Published: 15th October 2020
From today, the world will be devoid of Malayalam's last Mahakavi: A tribute to Akkitham
The Jnanpith laureate died in Thrissur on October 15. A recipient of Padma Shri and the Ezhuthachan Award, he was 94
In one of his letters addressed to Malayalam novelist M T Vasudevan Nair, poet Akkitham Achuthan Namboothiri said, "I do not fear death. Instead, I fear the path that leads to death. The letter in which Nair is addressed as 'Vasu', ends with Akkitham saying, "Once, there was a time on this earth without me. Again, there will be a time here without me." At 94, the Jananapith laureate breathed his last on October 15, in a hospital in Kerala, owing to age-related ailments. Hence began a time on this earth, as he said, without him.

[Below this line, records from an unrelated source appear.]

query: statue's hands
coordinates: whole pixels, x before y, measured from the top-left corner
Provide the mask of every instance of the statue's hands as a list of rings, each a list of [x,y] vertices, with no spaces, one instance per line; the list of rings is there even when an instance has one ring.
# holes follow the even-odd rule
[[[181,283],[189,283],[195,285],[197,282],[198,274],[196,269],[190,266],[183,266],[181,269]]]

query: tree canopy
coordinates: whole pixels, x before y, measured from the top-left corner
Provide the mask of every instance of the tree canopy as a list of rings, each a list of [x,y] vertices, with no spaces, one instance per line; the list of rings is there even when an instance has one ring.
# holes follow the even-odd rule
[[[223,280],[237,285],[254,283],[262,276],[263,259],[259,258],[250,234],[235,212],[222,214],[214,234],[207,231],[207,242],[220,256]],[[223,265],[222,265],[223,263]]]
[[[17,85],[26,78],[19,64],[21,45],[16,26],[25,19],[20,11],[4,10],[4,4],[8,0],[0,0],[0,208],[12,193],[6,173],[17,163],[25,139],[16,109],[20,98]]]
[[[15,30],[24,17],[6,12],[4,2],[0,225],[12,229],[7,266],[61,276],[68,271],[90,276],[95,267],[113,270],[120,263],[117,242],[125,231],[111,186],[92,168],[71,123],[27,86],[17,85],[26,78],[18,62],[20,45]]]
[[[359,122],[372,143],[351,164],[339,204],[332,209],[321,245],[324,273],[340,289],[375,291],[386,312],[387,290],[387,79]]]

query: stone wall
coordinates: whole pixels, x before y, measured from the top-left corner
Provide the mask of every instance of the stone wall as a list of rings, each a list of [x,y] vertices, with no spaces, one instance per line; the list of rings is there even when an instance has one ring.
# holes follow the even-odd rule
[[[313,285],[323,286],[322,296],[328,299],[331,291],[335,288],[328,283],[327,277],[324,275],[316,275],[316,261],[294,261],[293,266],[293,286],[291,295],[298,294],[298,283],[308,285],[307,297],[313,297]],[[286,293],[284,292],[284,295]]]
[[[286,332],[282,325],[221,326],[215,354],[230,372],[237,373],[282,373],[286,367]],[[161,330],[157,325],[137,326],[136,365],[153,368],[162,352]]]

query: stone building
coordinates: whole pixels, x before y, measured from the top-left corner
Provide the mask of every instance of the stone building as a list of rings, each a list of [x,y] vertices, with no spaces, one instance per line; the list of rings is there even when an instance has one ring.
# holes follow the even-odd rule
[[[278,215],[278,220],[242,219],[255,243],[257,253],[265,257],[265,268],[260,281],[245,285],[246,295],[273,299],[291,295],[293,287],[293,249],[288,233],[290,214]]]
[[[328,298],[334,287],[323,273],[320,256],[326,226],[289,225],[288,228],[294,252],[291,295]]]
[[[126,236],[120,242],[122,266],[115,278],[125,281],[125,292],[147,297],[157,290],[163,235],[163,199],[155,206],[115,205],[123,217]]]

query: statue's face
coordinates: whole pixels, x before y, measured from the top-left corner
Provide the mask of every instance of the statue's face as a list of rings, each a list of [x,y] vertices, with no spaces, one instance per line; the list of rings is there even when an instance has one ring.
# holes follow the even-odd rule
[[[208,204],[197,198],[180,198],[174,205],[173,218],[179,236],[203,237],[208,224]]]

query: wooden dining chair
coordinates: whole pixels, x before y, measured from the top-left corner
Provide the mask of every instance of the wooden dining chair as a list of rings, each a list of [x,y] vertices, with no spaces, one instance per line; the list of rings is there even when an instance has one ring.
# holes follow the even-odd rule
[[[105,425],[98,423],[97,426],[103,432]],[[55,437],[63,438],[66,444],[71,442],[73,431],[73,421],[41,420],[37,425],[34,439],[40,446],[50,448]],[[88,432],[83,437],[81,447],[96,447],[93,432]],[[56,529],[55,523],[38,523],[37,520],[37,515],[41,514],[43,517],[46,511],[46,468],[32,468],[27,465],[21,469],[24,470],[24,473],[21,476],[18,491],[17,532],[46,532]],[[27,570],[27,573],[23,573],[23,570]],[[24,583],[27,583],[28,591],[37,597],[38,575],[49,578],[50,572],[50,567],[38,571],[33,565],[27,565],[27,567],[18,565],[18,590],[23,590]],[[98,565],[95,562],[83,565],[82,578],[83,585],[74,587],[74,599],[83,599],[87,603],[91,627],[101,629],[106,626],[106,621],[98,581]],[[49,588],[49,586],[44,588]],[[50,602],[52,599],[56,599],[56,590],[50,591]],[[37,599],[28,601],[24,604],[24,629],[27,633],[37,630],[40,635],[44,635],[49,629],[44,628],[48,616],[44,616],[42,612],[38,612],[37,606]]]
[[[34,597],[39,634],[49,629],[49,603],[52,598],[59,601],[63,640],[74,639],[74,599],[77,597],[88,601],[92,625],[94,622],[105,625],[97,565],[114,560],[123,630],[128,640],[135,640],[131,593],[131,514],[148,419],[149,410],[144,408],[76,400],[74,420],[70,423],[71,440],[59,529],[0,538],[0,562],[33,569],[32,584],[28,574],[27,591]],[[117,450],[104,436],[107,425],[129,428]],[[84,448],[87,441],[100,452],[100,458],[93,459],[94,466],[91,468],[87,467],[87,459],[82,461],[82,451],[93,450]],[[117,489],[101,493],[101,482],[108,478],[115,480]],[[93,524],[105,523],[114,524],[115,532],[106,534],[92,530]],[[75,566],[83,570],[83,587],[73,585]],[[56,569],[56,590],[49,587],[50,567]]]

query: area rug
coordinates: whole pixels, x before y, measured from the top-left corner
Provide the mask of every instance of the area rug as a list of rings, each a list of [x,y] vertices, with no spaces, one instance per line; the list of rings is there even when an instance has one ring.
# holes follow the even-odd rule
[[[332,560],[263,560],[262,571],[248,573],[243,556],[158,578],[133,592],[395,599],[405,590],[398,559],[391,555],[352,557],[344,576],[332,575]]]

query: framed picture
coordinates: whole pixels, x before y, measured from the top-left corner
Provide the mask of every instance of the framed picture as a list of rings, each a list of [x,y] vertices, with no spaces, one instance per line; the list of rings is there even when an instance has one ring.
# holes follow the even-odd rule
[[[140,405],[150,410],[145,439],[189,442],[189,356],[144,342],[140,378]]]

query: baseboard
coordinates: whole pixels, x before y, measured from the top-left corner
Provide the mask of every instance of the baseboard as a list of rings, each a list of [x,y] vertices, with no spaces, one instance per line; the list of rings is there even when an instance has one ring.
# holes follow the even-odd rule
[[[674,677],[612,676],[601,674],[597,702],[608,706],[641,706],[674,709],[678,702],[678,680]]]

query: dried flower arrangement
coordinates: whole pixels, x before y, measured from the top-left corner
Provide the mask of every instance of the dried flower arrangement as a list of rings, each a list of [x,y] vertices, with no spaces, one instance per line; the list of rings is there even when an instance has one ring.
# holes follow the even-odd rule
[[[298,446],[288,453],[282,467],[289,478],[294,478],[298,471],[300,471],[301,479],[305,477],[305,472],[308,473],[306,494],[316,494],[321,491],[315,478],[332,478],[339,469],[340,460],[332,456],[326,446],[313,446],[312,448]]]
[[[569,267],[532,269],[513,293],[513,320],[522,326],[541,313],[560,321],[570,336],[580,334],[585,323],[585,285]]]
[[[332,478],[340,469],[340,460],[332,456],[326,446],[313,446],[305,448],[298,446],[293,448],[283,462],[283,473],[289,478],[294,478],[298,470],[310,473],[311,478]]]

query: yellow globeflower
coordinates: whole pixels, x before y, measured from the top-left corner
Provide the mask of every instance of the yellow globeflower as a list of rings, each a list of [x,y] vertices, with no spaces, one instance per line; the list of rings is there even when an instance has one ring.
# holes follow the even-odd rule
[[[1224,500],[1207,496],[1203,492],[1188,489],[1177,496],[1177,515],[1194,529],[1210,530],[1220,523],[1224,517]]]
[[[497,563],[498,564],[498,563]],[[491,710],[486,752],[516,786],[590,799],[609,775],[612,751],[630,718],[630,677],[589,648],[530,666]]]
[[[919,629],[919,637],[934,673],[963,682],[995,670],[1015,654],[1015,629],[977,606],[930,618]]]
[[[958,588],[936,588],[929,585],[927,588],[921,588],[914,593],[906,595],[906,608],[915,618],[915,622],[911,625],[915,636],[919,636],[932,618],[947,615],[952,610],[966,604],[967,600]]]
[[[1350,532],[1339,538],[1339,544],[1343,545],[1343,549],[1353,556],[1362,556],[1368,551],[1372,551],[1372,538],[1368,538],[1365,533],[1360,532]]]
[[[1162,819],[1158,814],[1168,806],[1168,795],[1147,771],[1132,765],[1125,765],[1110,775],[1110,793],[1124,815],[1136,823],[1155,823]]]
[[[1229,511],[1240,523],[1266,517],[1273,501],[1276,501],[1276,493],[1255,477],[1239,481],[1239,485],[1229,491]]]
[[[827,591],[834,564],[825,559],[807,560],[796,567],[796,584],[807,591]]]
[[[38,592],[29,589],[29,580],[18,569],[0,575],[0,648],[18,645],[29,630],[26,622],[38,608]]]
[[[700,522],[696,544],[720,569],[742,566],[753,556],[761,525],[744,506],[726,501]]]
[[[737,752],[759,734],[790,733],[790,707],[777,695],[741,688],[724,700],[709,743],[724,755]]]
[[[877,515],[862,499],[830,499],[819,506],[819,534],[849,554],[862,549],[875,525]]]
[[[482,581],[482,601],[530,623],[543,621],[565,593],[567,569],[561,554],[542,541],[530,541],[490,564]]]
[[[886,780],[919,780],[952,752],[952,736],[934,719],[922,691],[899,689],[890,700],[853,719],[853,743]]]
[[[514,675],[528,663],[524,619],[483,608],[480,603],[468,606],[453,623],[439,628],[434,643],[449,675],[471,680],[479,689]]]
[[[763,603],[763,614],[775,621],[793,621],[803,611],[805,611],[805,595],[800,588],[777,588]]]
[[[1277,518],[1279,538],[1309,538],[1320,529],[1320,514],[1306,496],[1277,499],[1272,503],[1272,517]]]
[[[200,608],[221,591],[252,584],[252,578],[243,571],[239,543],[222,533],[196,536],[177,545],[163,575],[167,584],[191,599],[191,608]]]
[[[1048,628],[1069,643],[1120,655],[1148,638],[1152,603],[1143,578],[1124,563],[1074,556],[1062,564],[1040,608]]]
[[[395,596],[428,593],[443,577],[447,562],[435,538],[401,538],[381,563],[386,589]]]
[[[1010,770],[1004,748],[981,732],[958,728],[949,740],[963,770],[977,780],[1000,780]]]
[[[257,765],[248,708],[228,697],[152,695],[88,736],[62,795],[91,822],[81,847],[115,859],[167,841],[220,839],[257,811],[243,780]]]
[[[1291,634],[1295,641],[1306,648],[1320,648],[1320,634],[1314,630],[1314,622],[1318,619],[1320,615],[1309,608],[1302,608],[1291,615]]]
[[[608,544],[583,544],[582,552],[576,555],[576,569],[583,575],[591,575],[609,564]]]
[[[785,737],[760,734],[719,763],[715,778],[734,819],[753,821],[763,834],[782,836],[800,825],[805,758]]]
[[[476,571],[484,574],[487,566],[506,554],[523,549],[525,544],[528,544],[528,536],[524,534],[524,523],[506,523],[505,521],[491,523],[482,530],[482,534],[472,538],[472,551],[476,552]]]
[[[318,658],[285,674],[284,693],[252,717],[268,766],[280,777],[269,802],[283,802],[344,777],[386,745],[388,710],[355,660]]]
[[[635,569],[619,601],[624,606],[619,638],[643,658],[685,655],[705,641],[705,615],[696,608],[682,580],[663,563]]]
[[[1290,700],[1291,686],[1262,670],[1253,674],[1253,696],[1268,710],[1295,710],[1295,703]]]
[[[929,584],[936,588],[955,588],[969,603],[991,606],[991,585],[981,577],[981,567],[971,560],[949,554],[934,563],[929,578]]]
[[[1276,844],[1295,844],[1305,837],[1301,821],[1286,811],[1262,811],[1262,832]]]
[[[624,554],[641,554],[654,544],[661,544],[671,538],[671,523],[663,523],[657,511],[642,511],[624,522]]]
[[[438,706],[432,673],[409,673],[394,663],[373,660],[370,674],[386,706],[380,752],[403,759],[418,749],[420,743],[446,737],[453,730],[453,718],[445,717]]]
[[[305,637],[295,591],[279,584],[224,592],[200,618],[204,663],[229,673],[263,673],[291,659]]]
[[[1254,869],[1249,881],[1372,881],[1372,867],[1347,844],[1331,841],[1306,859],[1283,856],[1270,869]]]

This may probably mark the end of an era in Malayalam literature. A recipient of the Padma Shri and the Government's Ezhuthachan award, apart from many other laurels, literary critics and enthusiasts, including Professor Viju Nayarangadi, calls him the last 'Mahakavi' (Great Poet) of Malayalam. "His poems brimmed with humanity, compassion and unconditional love," he says. Someone who knew Akkitham since his young days, Nayarangadi regrets not being able to meet the poet during the Jananpeeth award ceremony on September 24, owing to COVID protocols.
"My father and Akkitham were good friends. They were both quite active in the literary society in Ponnani in Malappuram, along with many other poets and authors, including Edasseri Govindan Nair. I was quite dear to him," he recalls. "He presented realism with all its beauty through his poems," he adds.
He does not forget to mention Akkitham's literary masterpiece Irupatham Noottandinte Ithihaasam (The legend of the twentieth century). Many would remember it for its famous line which loosely translates to "Oh dear child, the light is sorrow and the darkness is bliss," where light and darkness are metaphorically compared to knowledge and ignorance. "This poem was a paradigm shift in Malayalam. In 1937, modernism was introduced to Kerala. Communism had a great influence here. Poets and fiction writers followed this," he explains, talking about how the concept boiled down to achieving independence through violence. "In 1952, through this poem, Akkitham presented a contrasting view. He talks about how unconditional love is the strongest binding force in the universe," he says. At the same time, he adds that Akkitham's poems were quite progressive in their content.
To say that Akkitham's death created a void in the Malayalam literary space will be an understatement. The language and its poetry, at a time like this, will surely miss his powerful yet compassionate words, that spoke of men who weren't afraid to cry.